A quienes intentan descubrir los matices y argumentar las cosas para llegar al fondo de las cuestiones, los extremistas que no comparten esa opinión les sitúan irremediablemente al otro extremo de ese debate. Porque, al evitar los matices, el extremista suele caer en otra falacia: reducir el argumento a dos simples posibilidades (falsa dicotomía). Y entonces, se acaba el diálogo, porque cuando sólo hay extremos, la confrontación es inevitable. Volviendo al principio del artículo, sólo de ese modo entiendo que en el mundo de la educación se polaricen tanto los debates. Ya escribí en una entrada sobre el “fundamentalismo pedagógico”. Pues, tras la falsa dicotomía, algunos recurren incluso a la falacia “ad baculum” y sencillamente imponen sus opiniones por la fuerza.
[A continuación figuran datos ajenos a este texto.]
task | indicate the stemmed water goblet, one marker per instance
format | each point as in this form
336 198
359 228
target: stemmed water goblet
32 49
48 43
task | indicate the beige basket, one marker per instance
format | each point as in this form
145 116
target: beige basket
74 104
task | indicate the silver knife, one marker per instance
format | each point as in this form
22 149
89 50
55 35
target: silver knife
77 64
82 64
El fondo del problema creo que es el siguiente: resulta muy fácil criticar las opiniones que aparecen en una entrevista, pero es más difícil leer el libro del autor y desmontar con hechos, evidencias y estudios rigurosos todos los hechos, evidencias y estudios rigurosos que el autor aporta para fundamentar sus opiniones. Opinar sin conocer, es una falta de rigor. Porque creo que lo que nos conduce a los extremos son la falta de rigor, la falta de formación y, por tanto, la falta de criterio. 

Sin embargo, evitar los extremos no equivale a renunciar al propio criterio, que en cierto sentido son opiniones formadas que una persona ha pensado, contrastado y ha procurado fundamentar, y se logran tras una labor de discernimiento. Es cierto que tener criterio no implica tener razón. Pero sí implica que, quien no está de acuerdo, se esfuerce por argumentar y fundamentar bien la opción contraria. Lo que no entiendo es que muchas veces se acabe tildando de extremistas o intolerantes a quienes tienen criterios sólidos. De hecho, creo que las personas que carecen de criterio son las que caen más fácilmente en los extremos y en cualquier fundamentalismo. Pues quienes no son capaces de argumentar con solidez sus puntos de vista, son arrollados por cualquier corriente que brille, suene a moderna, sea políticamente correcta, o esté socialmente bien vista. Otro fenómeno que suele darse entre quienes no tienen criterio, es el de quienes no defienden ninguna opinión porque “todo es cuestión de equilibrio”. Pero sobre ese tema ya escribió un buen artículo Catherine L’Ecuyer en su blog. 

Sólo añadiré un matiz, aunque ya lo puse por escrito hace tiempo. Nunca he estado en contra de que la educación se sirva de la tecnología. Lo que no entiendo ni alcanzo a comprender es el abuso indiscriminado que muchos centros educativos hacen de los medios digitales. Pues la tecnología en sí misma no es buena ni mala: que sea buena o mala depende del uso que hagamos. Pero eso implica que, cuando hablamos del uso, ya no es posible mantener la neutralidad en los juicios, no todo vale. Si los hechos, las evidencias y los estudios rigurosos nos dan el claro criterio de que el abuso de los medios digitales durante la infancia y la adolescencia tiende a ser nefasto para el aprendizaje y la madurez de los alumnos, quizá sea el momento de admitir que eso de que cada niño tenga un ipad en propiedad desde edades tempranas y lo use como soporte para la mayoría de asignaturas, no es precisamente hacer un buen uso del dispositivo y puede acarrear más males que los bienes que pretende lograr. Y si nos habíamos dejado llevar por la moda, nunca es tarde: rectificar es de sabios.